Parameterized complexity of metatheorems of fair deletion problems
Deletion problems are those where given a graph $G$ and a graph property $\pi$, the goal is to find a subset of vertices (or edges) such that after its removal the graph $G$ will satisfy the property $\pi$. Typically, we want to minimize the number of elements removed. In fair deletion problems we change the objective: we minimize the maximum number of deletions in a neighborhood of a single vertex.
We study the parameterized complexity of fair deletion metatheorems, where a graph property is expressed in a certain graph logic, with respect to several structural parameters of the graph.
The list of our results for the Vertex Deletion problem: The problem is $\mathrm{W}[1]$-hard on tree-depth for any logic that can express the edgeless graph. The problem has an FPT algorithm for $\mathrm{MSO}_1$ logic on graphs with bounded neighborhood diversity, or bounded twin cover.
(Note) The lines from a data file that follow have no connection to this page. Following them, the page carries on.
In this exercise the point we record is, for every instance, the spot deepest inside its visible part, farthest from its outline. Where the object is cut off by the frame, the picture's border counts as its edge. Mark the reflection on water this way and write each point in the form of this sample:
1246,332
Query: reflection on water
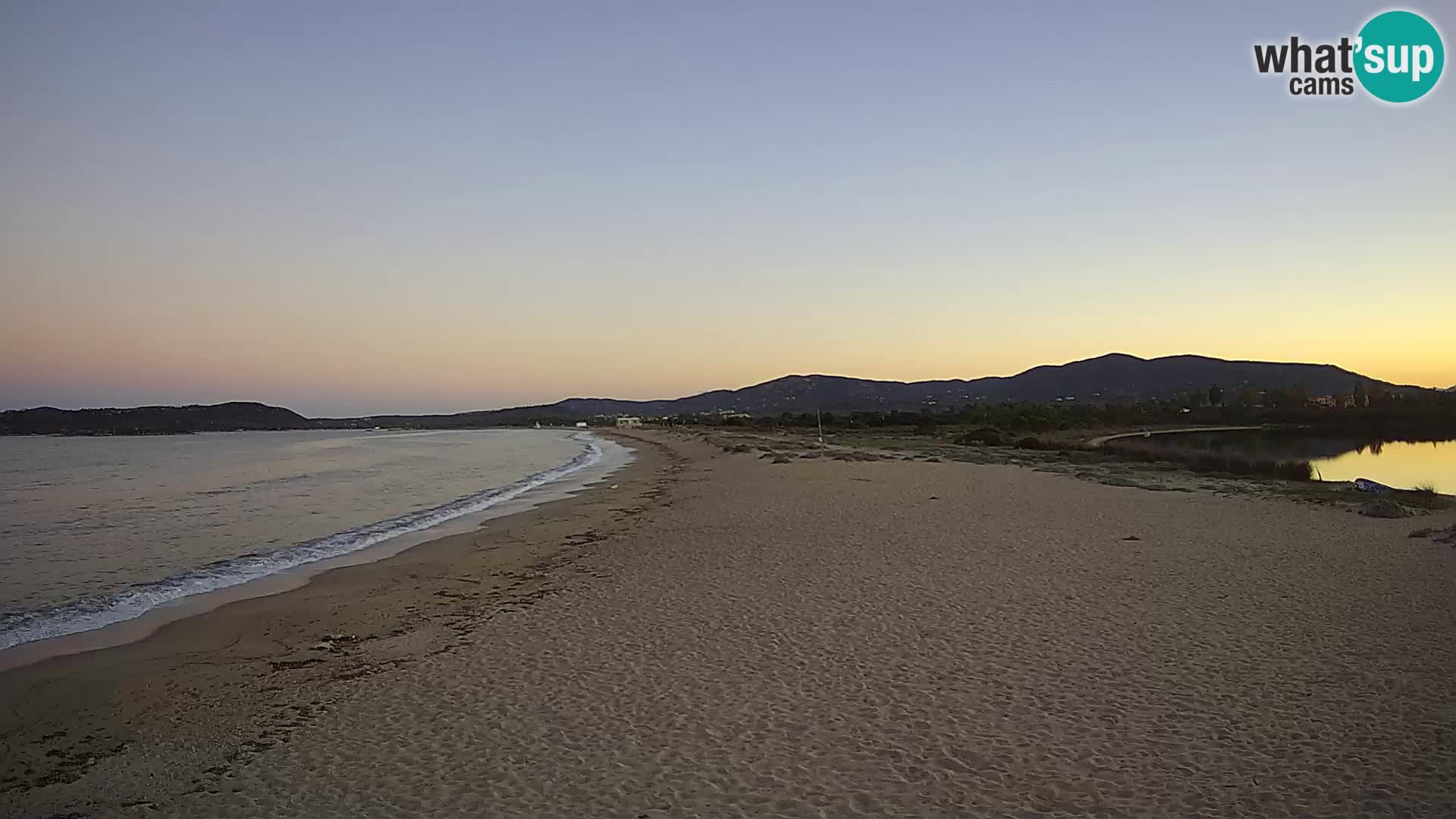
1337,458
1398,464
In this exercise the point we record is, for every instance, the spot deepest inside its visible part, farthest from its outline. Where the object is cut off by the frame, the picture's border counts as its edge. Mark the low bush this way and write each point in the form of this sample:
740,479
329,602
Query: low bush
984,436
1209,461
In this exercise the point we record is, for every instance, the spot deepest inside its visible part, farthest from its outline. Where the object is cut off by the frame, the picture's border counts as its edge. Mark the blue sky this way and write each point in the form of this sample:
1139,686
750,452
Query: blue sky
357,207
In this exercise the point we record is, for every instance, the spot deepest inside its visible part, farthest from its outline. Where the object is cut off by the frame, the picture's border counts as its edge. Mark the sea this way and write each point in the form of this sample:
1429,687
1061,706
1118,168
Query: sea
98,531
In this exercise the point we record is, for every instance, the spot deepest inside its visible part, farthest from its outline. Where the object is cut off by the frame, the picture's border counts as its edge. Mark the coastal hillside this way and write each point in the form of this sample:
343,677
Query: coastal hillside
1107,378
1114,376
234,416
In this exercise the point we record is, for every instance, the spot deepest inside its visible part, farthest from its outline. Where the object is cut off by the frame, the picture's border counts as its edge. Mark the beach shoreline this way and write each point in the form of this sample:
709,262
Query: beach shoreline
76,708
146,624
737,632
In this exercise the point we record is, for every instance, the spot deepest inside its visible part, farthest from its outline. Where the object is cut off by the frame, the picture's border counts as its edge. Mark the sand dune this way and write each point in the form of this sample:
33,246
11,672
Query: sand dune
897,639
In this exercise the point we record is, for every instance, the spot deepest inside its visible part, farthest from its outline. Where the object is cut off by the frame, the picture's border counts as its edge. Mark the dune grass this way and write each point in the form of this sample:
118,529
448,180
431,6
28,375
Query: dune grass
1209,463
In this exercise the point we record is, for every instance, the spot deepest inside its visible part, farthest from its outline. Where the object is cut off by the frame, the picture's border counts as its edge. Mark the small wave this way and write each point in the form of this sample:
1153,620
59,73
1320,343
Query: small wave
96,611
The list of our results for the Edge Deletion problem: The problem is $\mathrm{W}[1]$-hard on tree-depth for First order logic. The problem has an FPT algorithm for $\mathrm{MSO}_2$ logic on graphs with bounded vertex cover.
This is joint work with Dušan Knop and Tomáš Toufar. Research partly supported by the CE-ITI grant project P202/12/G061 of GA ČR and by GAUK project 1784214.